MSTN expression level was monitored by Real-time RT-PCR. Total RNA was isolated 48 hrs post-transfection using Trizol (Invitrogen) according to the manufacturer’s instructions. cDNA was synthesized using random hexamer primers and Superscript First-Strand Synthesis System (Invitrogen). The following primers were used for myostatin amplification (MSTN-F 5’-ATC CGATCTCTGAAACTTGACAT-3’ and MSTN-R 5’-AGTCCTTCTTCTCCTGGT TCTG -3’) and for glyceraldehyde-3-phosphate dehydrogenase (GAPDH) (GAPDH-F 5’-GGCGCCAAGAGGGTCAT-3’ and GAPDH-R 5’-GTGGTTCACGCCCATCAC A-3’). Real-time PCR (Stratagene MX3000P) was carried out using SYBR Green (TaKaRa Biotech, Dalian) following the manufacturer’s protocol. The PCR thermal cycle reactions consisted of denaturation at 95ºC for 5 min followed by 45 cycles at 95ºC for 15 sec, 56ºC for 15 sec and 72ºC for 10 sec. Cycle threshold (Ct) values were normalized to GAPDH, and comparative quantification of myostatin mRNA was done by the ΔΔCt method (Livak and Schmittgen, 2001).

Statistical analysis

All the experiments were done in triplicates and repeated three times. Statistical analyses were performed with One-way Analysis of Variance (ANOVA) and Tukey's multiple comparisons tests. The results were presented as the mean ± SEM. All statistical tests were considered to be statistically significant at p < 0.05.

Results and Discussion

Identification of a sheep 7SK promoter

As a result of blast search of the real sheep genome library, one loci with high identity with bovine 7SK snRNA sequence was identified. Sequence analysis revealed that the locus featured 7SK snRNA sequence with upstream pol III promoter elements including the TATA-box, PSE, SPH and OCT domains (Figure 1). The predicted sheep 7SK promoter was amplified and verified by sequencing and deposited in GenBank (HQ727729).

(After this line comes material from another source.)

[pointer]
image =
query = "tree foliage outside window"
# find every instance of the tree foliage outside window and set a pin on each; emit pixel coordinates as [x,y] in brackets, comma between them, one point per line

Knockdown of EGFP gene expression

To examine the function of the sheep 7SK promoter, a sheep 7SK-driven shEGFP expression plasmid was constructed. The shEGFP expression plasmid and pEGFP-N1 were cotransfected into sheep fibroblast cells for EGFP knockdown assays. EGFP expression level in sheep cells was confirmed by fluorescence microscope (Figure 2a) and quantified by flow cytometry (Figure 2b). The s7SK (91% ± 3.7%), hU6 (82% ± 3.1%) and hH1 (79% ± 3.2%) driven shEGFP induced effective suppression of EGFP expression, whereas the control vector (phU6-shScrambled) did not (P < 0.01) (Figure 2b). Moreover, the s7SK-mediated suppression was significantly greater than human U6 and H1 promoters (P < 0.05) (Figure 2b). These results clearly showed that the sheep 7SK promoter could efficiently induce RNAi in sheep cells.

Knockdown of sheep MSTN gene expression

To further validate the function of the sheep 7SK promoter for RNAi, shRNA expression vectors targeting the sheep MSTN gene were generated. Sheep fetal fibroblast cells were transfected with shMSTN expression vectors for evaluating silencing of myostatin by real-time polymerase chain reaction. As showed in Figure 3, the s7SK-mediated suppression resulted in 92% ± 3.9% silencing of MSTN gene, which was significantly greater than hH1-mediated suppression (78% ± 4.9%) (P < 0.05), but not significantly different to hU6-mediated suppression (83% ± 6.2%) (P > 0.05).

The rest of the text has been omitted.